O filme começa com um coro de sons indistinguíveis, que simbolizam a confusão mental de Honório, um homem violento, machista e autoritário, com dificuldades claras de convivência. Sua postura autossuficiente esconde um modo de pensar e viver bastante miserável, aquém dos próprios delírios de grandeza que ele nutre.
O roteiro é uma adaptação de um dos grandes clássicos da literatura nacional, São Bernardo, de Graciliano Ramos, e tanto Hirszman quanto Bastos conseguiram capturar bem a essência do romance, não só em mostrar a jornada do protagonista e todo o contexto político-social da obra, mas também nos demais personagens, em especial, Madalena de Isabel Ribeiro, uma professora de pensamento e atitudes progressistas entrando em conflito direto com o conservadorismo de Honório. Os dois se casam, apesar de não combinarem em praticamente nada.
O gerenciamento da fazenda torna seu proprietário próspero, mas sempre causando temor em qualquer pessoa que se relacione com ele. Suas sensações e obsessões de controle se chocam com o ideal que Madalena tem para si, e o texto se desenvolve muito bem nos conflitos.

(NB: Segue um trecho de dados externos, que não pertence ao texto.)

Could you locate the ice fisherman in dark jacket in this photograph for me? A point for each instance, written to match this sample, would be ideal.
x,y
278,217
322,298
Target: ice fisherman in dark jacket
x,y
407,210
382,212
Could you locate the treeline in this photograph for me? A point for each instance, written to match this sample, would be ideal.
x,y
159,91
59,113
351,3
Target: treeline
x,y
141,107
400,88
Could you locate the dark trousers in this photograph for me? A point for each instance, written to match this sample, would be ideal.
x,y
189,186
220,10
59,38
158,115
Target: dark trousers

Hirzman não aborda de maneira óbvia as contradições de uma relação, e a estética empregada pelo cineasta faz o filme parecer uma declamação, tanto pela narração do ator, que revela o pensamento torto, sexista e moralista, quanto suas expressões corporais, que deixa claro ser um sujeito que parece estar sempre prestes a explodir.
A postura turrona de Paulo esconde mal sua real face. Além da índole estranha se percebe a fragilidade de seu caráter e até de sua auto imagem. O comportamento possessivo de fato tem a ver com o receio de ficar sozinho, e acaba resultando em uma vaidade que faz até quem está perto se afastar.
Sua incompreensão também ajuda que ele seja um pária em casa, mesmo sendo bem-sucedido financeiramente, e ajudam a formar nele a postura de um sujeito paranoico. Isso resulta em fracasso até no mais banal de seus desejos, visto que até a paternidade, que lhe parecia natural lhe é negada. Sua esposa, que deveria ser sua protegida, adoece da dor da rejeição e da falta cuidados sentimentais básicos, pois não é tratada como um ser humano, e sim como mais uma propriedade.
São Bernardo trata de questões candentes até os dias atuais, demonstrando a atualidade do texto de Ramos e da adaptação de Hirszman. O personagem de Othon é diferenciado, um explorador consciente de seu poder e ainda assim impotente no campo sentimental.